I have questions about design and what can C++ compilers do in those situations.
Q. What kind of approaches you use on situations where you want to separate common parts of multiple functions in order to gain perfomace boost, whilst keep client away from those details?
In detail:
- Let me use pseudocode of mix of C++ and Python.
- Assume that client is me. I want to have reusable functions as interface.

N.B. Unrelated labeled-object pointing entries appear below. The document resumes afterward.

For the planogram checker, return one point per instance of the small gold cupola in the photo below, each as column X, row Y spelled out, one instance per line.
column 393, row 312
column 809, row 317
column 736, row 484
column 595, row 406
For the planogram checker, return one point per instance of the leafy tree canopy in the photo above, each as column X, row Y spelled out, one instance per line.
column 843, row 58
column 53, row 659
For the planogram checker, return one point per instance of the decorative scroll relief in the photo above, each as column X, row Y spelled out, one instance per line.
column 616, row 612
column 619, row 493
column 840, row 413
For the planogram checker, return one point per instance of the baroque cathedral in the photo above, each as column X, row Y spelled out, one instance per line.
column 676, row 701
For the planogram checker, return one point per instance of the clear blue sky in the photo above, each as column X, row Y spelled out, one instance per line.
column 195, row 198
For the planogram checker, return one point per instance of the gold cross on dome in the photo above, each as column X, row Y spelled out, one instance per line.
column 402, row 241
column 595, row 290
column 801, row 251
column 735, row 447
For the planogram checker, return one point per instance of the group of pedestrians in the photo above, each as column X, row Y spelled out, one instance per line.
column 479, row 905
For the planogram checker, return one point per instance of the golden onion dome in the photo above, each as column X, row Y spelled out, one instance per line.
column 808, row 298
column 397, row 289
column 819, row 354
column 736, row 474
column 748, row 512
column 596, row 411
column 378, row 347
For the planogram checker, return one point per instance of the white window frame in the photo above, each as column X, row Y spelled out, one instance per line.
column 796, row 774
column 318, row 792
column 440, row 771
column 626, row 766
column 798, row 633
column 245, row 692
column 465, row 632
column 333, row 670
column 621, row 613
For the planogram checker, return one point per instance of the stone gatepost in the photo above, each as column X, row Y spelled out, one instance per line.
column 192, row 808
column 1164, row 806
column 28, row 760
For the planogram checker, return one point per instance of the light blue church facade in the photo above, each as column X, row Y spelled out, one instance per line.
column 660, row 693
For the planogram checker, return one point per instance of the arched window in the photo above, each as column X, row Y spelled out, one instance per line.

- Suppose I've written some statements.
client():
commonExpression //This is used by A and B statements. Evaluated once
statementOfA
statementOfA
...
statementOfB
statementOfB
...
- Then I want to refactor this in order to gain readability and reusability in the future. In this case I implement those functions with individiual commonExpression in each of them. Hence, in client context, commonExpression is evaluated twise. This is what I want to give a client - a clean interface without implementation details
client():
doA() // uses one instance of commonExpression
doB() // uses one instance of commonExpression
- If I want to use only one function, no problems
otherClient():
doA()
- But if I want to gain potential perfomance boost, I'd create something like this
client():
//commonExpression is evaluated once instead of 2 times
commonExpression
doA(commonExpression.result)
doB(commonExpression.result)
- This seems very verbose for me, I'd rather use doA() whith commonExpression in it. Q. Isn't it better to give a client a clean function without some kind of injection, not related to OOP?
otherClient():
commonExpression
doA(commonExpression.result)
- I can create wrappers, leading to overcomlicated interface:
doAWrapper():
commonExpression
doA(commonExpression.result)
doBWrapper():
commonExpression
doB(commonExpression.result)
doAandBWrapper():
commonExpression
doA(commonExpression.result)
doB(commonExpression.result)
C++ compiler optimizations and inlined functions.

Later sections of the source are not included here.